With the projections by the United Nations that Nigeria’s population would be the 3rd most populous in the world by the year 2050, a bastardized Nigerian economy should be something of concern to stakeholders in the global market.
With the increasing number of disgruntled youths from developing and underdeveloped countries searching for a better standard of living in developed countries, Nigeria’s economic quagmire should bother the international community.
The country undertook measures to privatise its energy sector in 2005 with the hope of reducing production costs through steady electricity supply which was expected to stimulate Foreign Direct Investment. Sadly, none of these has positively impacted Nigeria’s economy nor brought the desired change.

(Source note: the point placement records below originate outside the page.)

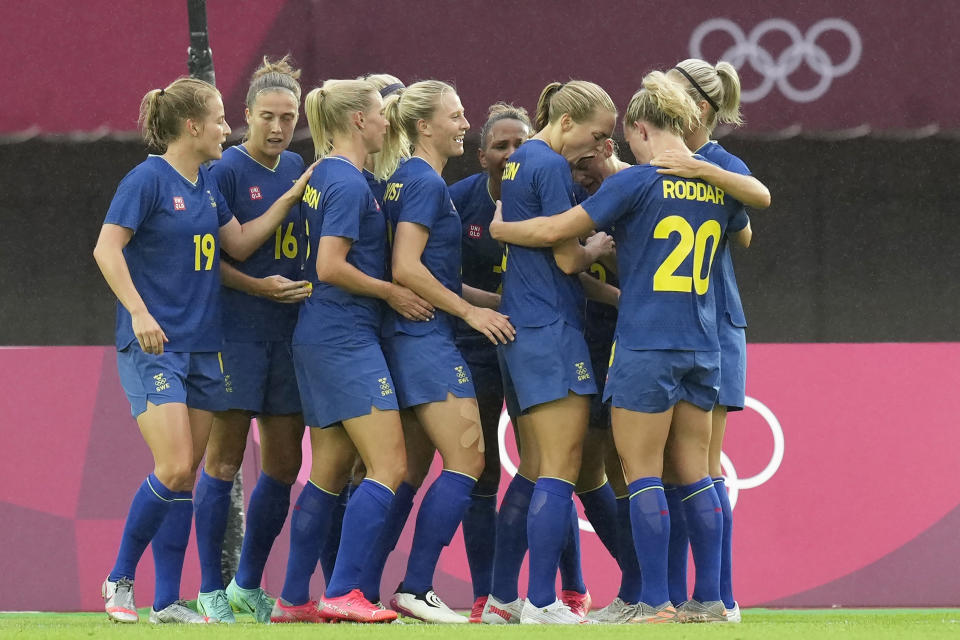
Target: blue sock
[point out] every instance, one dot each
(147, 511)
(362, 525)
(549, 528)
(440, 514)
(571, 573)
(480, 540)
(511, 538)
(309, 526)
(650, 521)
(269, 504)
(387, 541)
(678, 551)
(631, 581)
(600, 507)
(169, 547)
(726, 554)
(328, 554)
(705, 527)
(212, 507)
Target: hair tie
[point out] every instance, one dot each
(390, 88)
(694, 84)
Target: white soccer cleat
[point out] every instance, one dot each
(178, 613)
(215, 604)
(118, 600)
(695, 611)
(556, 613)
(617, 612)
(497, 612)
(733, 615)
(425, 606)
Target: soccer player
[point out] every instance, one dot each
(549, 363)
(158, 250)
(376, 169)
(716, 90)
(348, 395)
(259, 301)
(665, 369)
(475, 199)
(433, 380)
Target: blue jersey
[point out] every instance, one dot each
(537, 182)
(376, 186)
(338, 202)
(173, 255)
(250, 189)
(482, 255)
(667, 233)
(417, 193)
(729, 306)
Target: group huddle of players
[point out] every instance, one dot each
(395, 315)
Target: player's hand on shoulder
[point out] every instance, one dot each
(602, 242)
(673, 162)
(492, 324)
(283, 290)
(148, 332)
(408, 304)
(301, 184)
(497, 221)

With the present policy to privatise its flagship oil and gas company, the Nigerian National Petroleum Corporation (NNPC), economic experts are convinced that this move will not only prove counterproductive but may likely lead to an exponential increase in fuel price and commodities in Nigeria, further impoverishing people in that part of the world.

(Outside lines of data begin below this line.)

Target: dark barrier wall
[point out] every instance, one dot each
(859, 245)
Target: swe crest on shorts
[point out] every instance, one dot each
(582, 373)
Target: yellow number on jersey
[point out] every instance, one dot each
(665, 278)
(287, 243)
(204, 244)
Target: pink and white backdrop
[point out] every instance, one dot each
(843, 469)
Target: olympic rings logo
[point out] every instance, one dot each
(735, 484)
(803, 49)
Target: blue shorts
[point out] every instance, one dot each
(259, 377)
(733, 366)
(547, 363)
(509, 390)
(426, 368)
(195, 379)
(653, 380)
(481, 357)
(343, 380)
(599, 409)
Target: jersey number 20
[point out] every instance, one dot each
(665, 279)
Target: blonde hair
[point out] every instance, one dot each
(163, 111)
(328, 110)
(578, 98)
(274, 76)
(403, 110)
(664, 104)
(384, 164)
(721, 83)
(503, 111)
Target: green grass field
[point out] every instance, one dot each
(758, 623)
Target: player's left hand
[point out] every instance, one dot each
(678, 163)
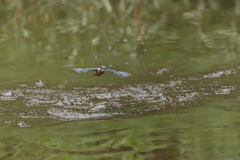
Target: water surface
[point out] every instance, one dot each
(181, 101)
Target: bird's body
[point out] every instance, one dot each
(101, 70)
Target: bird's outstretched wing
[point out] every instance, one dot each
(83, 70)
(119, 73)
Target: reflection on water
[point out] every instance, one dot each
(62, 103)
(181, 102)
(204, 132)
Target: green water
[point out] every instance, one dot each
(181, 102)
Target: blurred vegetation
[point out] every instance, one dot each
(81, 30)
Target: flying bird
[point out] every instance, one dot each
(101, 70)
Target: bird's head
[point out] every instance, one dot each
(102, 68)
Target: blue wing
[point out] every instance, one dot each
(119, 73)
(83, 70)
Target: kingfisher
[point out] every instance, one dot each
(101, 70)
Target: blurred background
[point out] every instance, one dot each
(44, 39)
(181, 102)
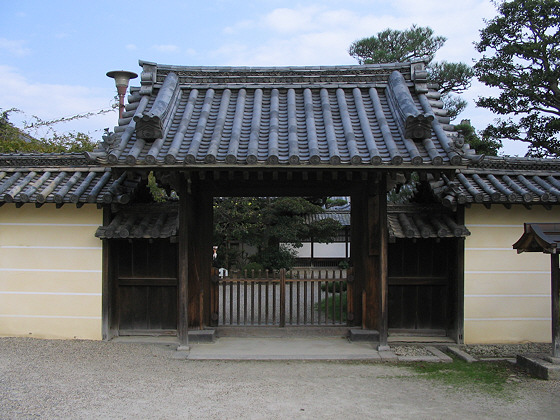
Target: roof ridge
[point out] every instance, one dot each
(45, 159)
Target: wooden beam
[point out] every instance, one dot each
(183, 264)
(555, 289)
(459, 287)
(106, 307)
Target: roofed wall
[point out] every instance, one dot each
(50, 272)
(507, 295)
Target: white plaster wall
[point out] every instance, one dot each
(507, 295)
(50, 272)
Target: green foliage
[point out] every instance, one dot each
(389, 46)
(344, 265)
(484, 377)
(521, 57)
(335, 300)
(451, 77)
(402, 194)
(334, 202)
(253, 267)
(417, 44)
(158, 194)
(265, 223)
(13, 139)
(275, 257)
(482, 145)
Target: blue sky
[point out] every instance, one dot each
(54, 54)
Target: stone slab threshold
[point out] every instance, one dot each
(304, 349)
(540, 366)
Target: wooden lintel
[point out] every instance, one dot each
(555, 301)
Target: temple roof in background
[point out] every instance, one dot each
(61, 178)
(501, 180)
(368, 116)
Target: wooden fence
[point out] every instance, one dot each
(282, 298)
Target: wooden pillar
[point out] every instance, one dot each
(555, 292)
(199, 221)
(457, 282)
(369, 256)
(183, 264)
(107, 294)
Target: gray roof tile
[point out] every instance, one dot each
(502, 180)
(60, 179)
(345, 115)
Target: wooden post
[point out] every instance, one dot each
(555, 291)
(369, 256)
(183, 261)
(459, 287)
(106, 287)
(199, 210)
(382, 261)
(282, 297)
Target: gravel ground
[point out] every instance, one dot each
(481, 351)
(89, 379)
(410, 351)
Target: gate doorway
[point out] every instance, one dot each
(145, 287)
(282, 298)
(421, 286)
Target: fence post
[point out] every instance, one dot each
(215, 296)
(282, 297)
(350, 296)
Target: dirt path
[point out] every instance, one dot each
(85, 379)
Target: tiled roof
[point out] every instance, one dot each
(152, 221)
(142, 221)
(419, 222)
(347, 115)
(342, 217)
(55, 178)
(502, 181)
(539, 237)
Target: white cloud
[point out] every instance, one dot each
(53, 101)
(15, 47)
(166, 48)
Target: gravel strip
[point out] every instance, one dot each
(482, 351)
(410, 351)
(87, 379)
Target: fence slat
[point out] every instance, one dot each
(283, 298)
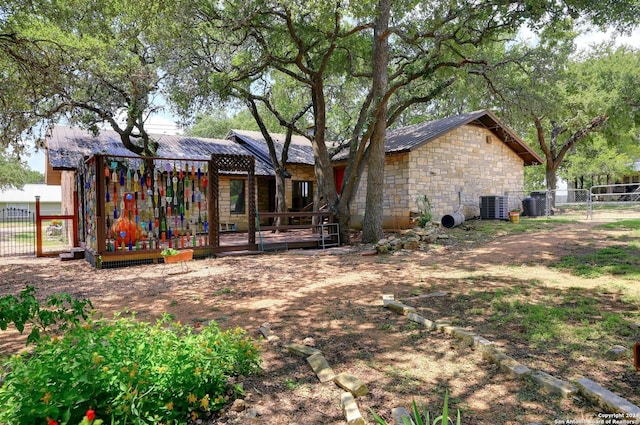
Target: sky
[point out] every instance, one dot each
(165, 123)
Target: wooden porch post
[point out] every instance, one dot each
(38, 229)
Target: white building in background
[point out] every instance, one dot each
(25, 199)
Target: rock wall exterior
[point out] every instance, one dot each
(453, 170)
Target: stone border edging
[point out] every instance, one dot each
(353, 386)
(593, 392)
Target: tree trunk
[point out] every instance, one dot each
(372, 226)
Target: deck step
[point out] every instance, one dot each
(74, 254)
(66, 256)
(78, 253)
(236, 253)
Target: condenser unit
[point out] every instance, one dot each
(494, 207)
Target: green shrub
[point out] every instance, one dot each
(132, 372)
(424, 208)
(59, 313)
(421, 415)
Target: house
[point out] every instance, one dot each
(453, 161)
(300, 184)
(23, 201)
(68, 147)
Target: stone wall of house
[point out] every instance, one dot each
(299, 172)
(396, 187)
(455, 169)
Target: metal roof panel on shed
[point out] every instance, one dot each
(68, 146)
(47, 194)
(300, 149)
(409, 138)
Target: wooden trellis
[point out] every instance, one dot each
(232, 163)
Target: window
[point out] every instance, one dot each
(302, 195)
(237, 196)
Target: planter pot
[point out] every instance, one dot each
(184, 255)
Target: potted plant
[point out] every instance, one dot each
(514, 215)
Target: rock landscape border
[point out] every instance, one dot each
(616, 407)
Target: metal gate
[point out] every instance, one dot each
(17, 232)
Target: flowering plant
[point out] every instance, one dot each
(133, 371)
(89, 419)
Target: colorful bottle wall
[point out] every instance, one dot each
(148, 204)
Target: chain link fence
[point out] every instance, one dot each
(603, 202)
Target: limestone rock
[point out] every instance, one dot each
(351, 383)
(321, 367)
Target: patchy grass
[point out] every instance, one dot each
(622, 261)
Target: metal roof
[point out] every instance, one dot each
(68, 146)
(409, 138)
(300, 149)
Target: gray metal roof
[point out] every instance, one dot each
(409, 138)
(300, 149)
(47, 194)
(68, 146)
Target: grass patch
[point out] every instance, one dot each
(632, 224)
(622, 261)
(572, 320)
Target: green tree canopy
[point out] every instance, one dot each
(79, 62)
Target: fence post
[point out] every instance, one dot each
(38, 229)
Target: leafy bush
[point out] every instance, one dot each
(58, 313)
(424, 208)
(133, 372)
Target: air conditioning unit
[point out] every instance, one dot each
(494, 207)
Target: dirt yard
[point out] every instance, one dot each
(332, 300)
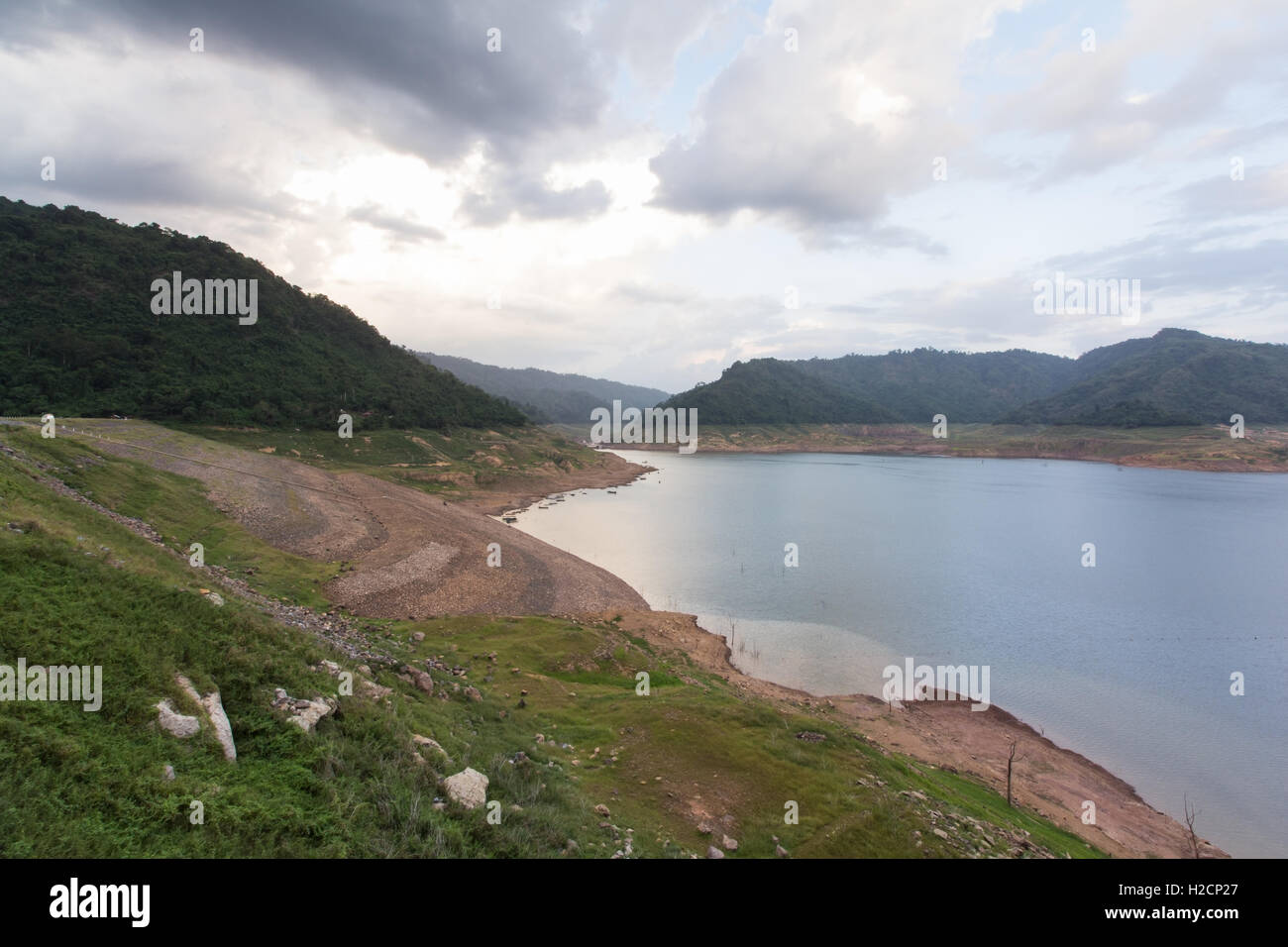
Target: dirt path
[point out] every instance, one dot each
(410, 554)
(415, 556)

Presently, over 82 million Nigerians live below one dollar a day according to the National Bureau of Statistics. Many observers have questioned the rationale by the Nigerian authorities to privatise essential commodities. While it may be seemingly okay to privatise sectors that are not as essential as energy, ports and oil (sectors that have alternatives) such as transportation and aviation since such privatisation will trigger needed competition which would positively rub off on standards of service delivery and create viable affordable options for customers, it’s preposterous for an economy that lacks requisite effective instruments and mechanism of checks to privatise essential sectors like oil, energy or its Ports were imported and exported goods transit.
Sectors like transportation and aviation are broad and leave one with so many options. For instance, if you don’t want to fly, you can travel by road. If you don’t want to patronize a particular transport company, you can buy your car and travel privately. However, this isn’t so with the oil, energy, and Ports sector where there isn’t an alternative for importers in Nigeria who must make use of Ports to bring in goods. If the Ports were to be privatised into the hands of the same greedy elite in Nigeria who are now in charge of the nation’s energy sector, it’s evident that the cost of importation will further increase leaving the Nigerian market inflated beyond measure.

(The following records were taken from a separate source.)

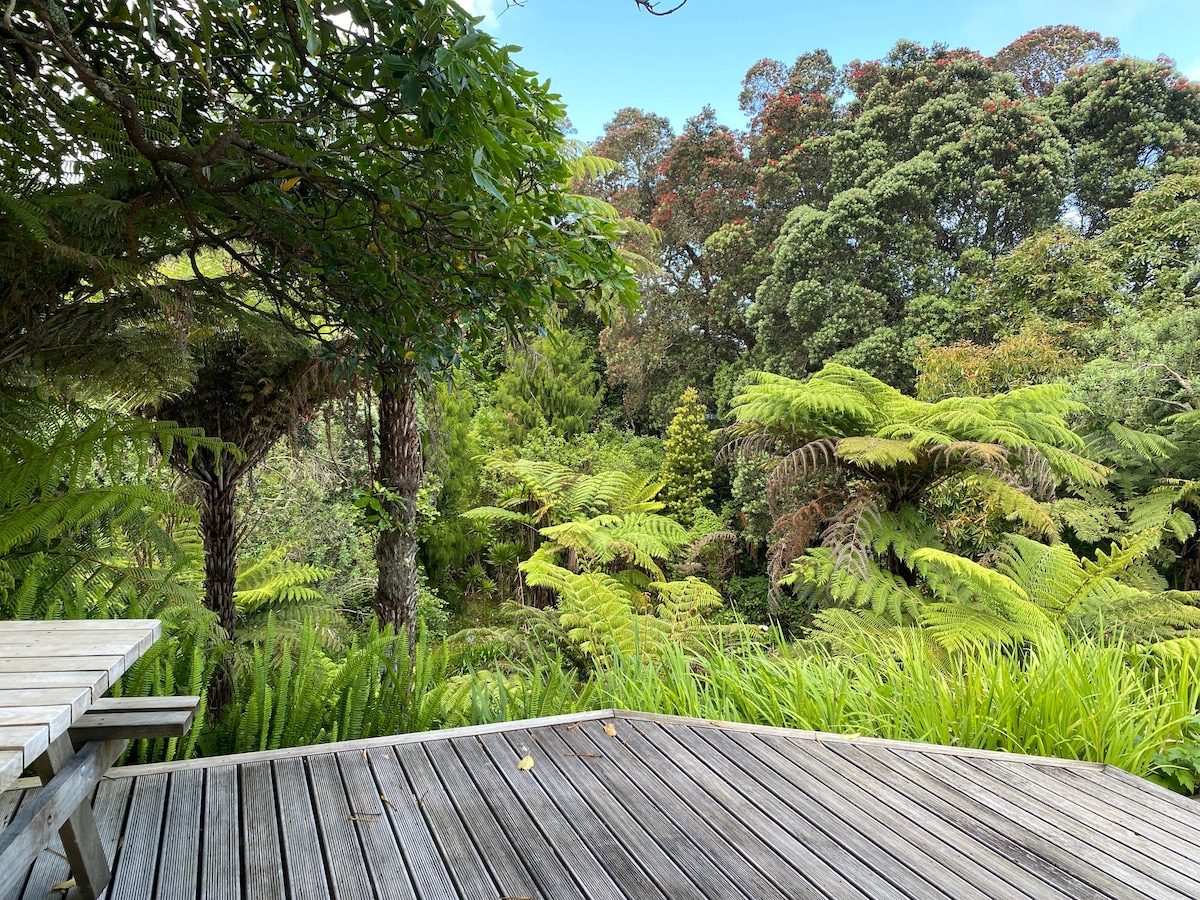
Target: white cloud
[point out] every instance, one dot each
(483, 7)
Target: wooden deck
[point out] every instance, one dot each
(661, 809)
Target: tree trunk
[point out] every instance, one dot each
(219, 527)
(400, 473)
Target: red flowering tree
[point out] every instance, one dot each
(1041, 59)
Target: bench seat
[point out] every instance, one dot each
(135, 718)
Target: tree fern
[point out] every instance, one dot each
(850, 447)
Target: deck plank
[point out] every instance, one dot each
(627, 804)
(993, 832)
(340, 841)
(179, 861)
(862, 826)
(78, 697)
(508, 816)
(1074, 832)
(441, 785)
(585, 816)
(31, 741)
(905, 815)
(666, 809)
(133, 877)
(12, 763)
(781, 867)
(111, 804)
(262, 850)
(1032, 833)
(221, 838)
(381, 853)
(1161, 811)
(1097, 814)
(539, 810)
(417, 843)
(831, 853)
(303, 855)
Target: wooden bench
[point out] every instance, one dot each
(70, 769)
(135, 718)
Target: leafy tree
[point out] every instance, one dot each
(1146, 259)
(378, 186)
(687, 328)
(1033, 355)
(688, 459)
(551, 384)
(857, 462)
(941, 166)
(1129, 123)
(1042, 59)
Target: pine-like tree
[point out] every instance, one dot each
(688, 467)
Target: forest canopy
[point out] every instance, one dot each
(403, 409)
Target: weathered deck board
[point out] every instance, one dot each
(1063, 851)
(221, 839)
(873, 829)
(304, 859)
(990, 831)
(541, 820)
(179, 861)
(903, 815)
(481, 864)
(1063, 797)
(556, 787)
(262, 857)
(381, 853)
(343, 857)
(665, 809)
(142, 829)
(671, 852)
(425, 861)
(805, 832)
(777, 856)
(1135, 869)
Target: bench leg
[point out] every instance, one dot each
(81, 838)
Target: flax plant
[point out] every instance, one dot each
(1083, 700)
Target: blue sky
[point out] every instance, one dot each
(603, 55)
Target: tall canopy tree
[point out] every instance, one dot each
(941, 165)
(391, 173)
(1129, 123)
(1041, 59)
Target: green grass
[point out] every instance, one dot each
(1080, 701)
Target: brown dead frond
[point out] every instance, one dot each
(801, 465)
(1039, 477)
(849, 533)
(973, 454)
(720, 549)
(747, 447)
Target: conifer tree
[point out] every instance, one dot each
(689, 457)
(552, 385)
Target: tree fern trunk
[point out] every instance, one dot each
(400, 472)
(219, 526)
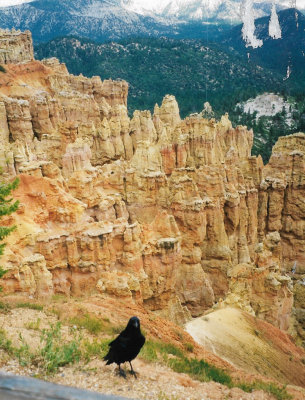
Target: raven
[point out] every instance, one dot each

In Nigeria, fuel remains a constant necessity without which one cannot travel. Even when there is an electrical power outage in Nigeria, its citizens resort to fuel to power their generators as a makeshift measure which very often suffice as permanent. How then will this very important country in the global market survive when her leading entity of oil and gas production falls into the hand of a single citizen?
If the privatisation of energy did not solve Nigeria’s electricity crisis, the rationale for privatizing its oil industry is definitely flawed and founded on a false premise.
Nigeria’s oil and gas company NNPC announced in August this year the acquisition of at least 300,000 barrels per day of Nigeria’s crude oil production by Africa’s leading government-backed billionaire, Aliko Dangote. The billionaire who is fondly favoured by the Nigerian government is set to commission a 650,000-barrel-per-day refinery in Lagos, the biggest city in the most fuel-consuming nation in the region, in January 2022. With the numerous contradictions, systemic corruption and greed of Nigeria’s gluttonous leaders, it’s almost impossible to see a win for the Nigerian masses in this move by the government. It almost seems the oligarchy and patriarchs in Nigeria are hellbent on sell-off what remains of the country, and mortgage the future of the teeming youths through unnecessary economic crippling loans that would not bring any good to the citizenry.
As the International Organisation for Migration (IOM) continues to grapple with the increasing multidimensional challenge of irregular migration, it may be necessary for it to take note of this looming time bomb in 2050 if not sooner.